La Cerise d’Itxassou

logoconfrerie        Nul ne sait comment et pourquoi les cerisiers apparurent en bordure des prés et des sentiers du joli village d’Itxassou au XIIIe siècle. On sait, par contre, qu’au cours du XIXe siècle, une trentaine de tonnes de cerises se vendait encore sur les marchés de Cambo et du Pas de Roland mais aussi, plus simplement, le long de la route de Bayonne à Saint-Jean-Pied-de-Port où “l’or rouge”, petit pactole local d’appoint cueilli par des nuées d’enfants papillonnant dans les hautes branches fragiles était présenté sur des traineaux et porté à dos d’âne. Dans les années mille neuf cent vingt, trois cents tonnes de fruits étaient encore ramassées. Après la seconde guerre mondiale, période où l’on pensait plus à l’efficacité qu’au romantisme, la cerise d’Itxassou fut malheureusement délaissée, et la plupart des cerisiers arrachés pour laisser la place à des variétés indigènes prodigues et précoces sans rapport avec l’emblématique cerise basque. Devant cette situation une poignée d’irréductibles amateurs de cette cerise d’une exceptionnelle saveur eut la bonne idée de créer la “Fête de la Cerise” pour célébrer le fruit emblématique du village. Nous étions en 1949. Le sauvetage de la “Cerise d’Itxassou” remonte à cette date. Avec les années, la “Cerise d’Itxassou” a vu grandir sa notoriété. Depuis 1994, une douzaine de producteurs réunis au sein du “G.I.E. Cerise d’Itxassou-Itsasu” se sont donnés pour objectif de relancer cette exceptionnelle production en plantant plus de 4 000 arbres des trois variétés locales dont la hauteur modeste - 3 à 4 mètres - permet la cueillette au sol. Lorsque l’on, sait que l’on ne peut espérer une première récolte, si le temps le permet, qu’au bout de cinq à six ans, on ne peut que saluer cette démarche des plus courageuses !

CerisesDitxassouLes centaines de cerisiers qui fleurissent sur les collines et vallons dominant le village d’Itxassou produisent trois variétés de cerises :

La Xapata,

Fille du "soleil brûlant" et de la lune, avec sa robe rosée et sa saveur acidulée, elle étourdit les premiers passants, rassasie beaucoup de gourmands, et rapatrie tous les amis. Elle mûrit début juin, sa saveur est acidulée. Goûteuse et sucrée, majoritaire à 70 %.

La Peloa,

Fille du "soleil levant et du Rosaire" avec sa robe noire et sa fraîcheur persistante, elle enivre les enfants, les moineaux et précipite aux fourneaux avec raison les maîtresses de maison. Elle mûrit fin mai, sa saveur est sucrée petite et sombre, que l’on croque dès la cueillette ou une fois cuite.

La Beltza,

Fille du "soleil couchant et des fenaisons" avec sa robe noire ébène,
sa saveur qui détourne la raison, elle est jalousée par bien des commerçants, inspire bien des arguments et agrémente les meilleurs restaurants.
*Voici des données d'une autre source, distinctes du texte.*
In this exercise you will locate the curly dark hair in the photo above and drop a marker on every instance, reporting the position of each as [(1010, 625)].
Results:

Elle mûrit mi-juin, sa saveur est délicate. Complément indispensable du gâteau basque, et traditionnellement appréciée en accompagnement du fromage de brebis du Pays Basque.

 

        Parfaitement adaptées aux conditions climatiques de l’arrière-pays, ces variétés traditionnelles sont les seules à “pousser au pays”. Les quelques tentatives de “renouveler” le verger avec des variétés plus productives ont été un échec flagrant. N’hésitez pas à vous rendre dans ce charmant village pour découvrir ces merveilleuses cerises et faire l’acquisition de l’authentique confiture portant la mention : “Cerise d’Itxassou-Itsasu” preuve que les fruits proviennent du village. Toute autre confiture de cerise ne serait qu’une pâle imitation.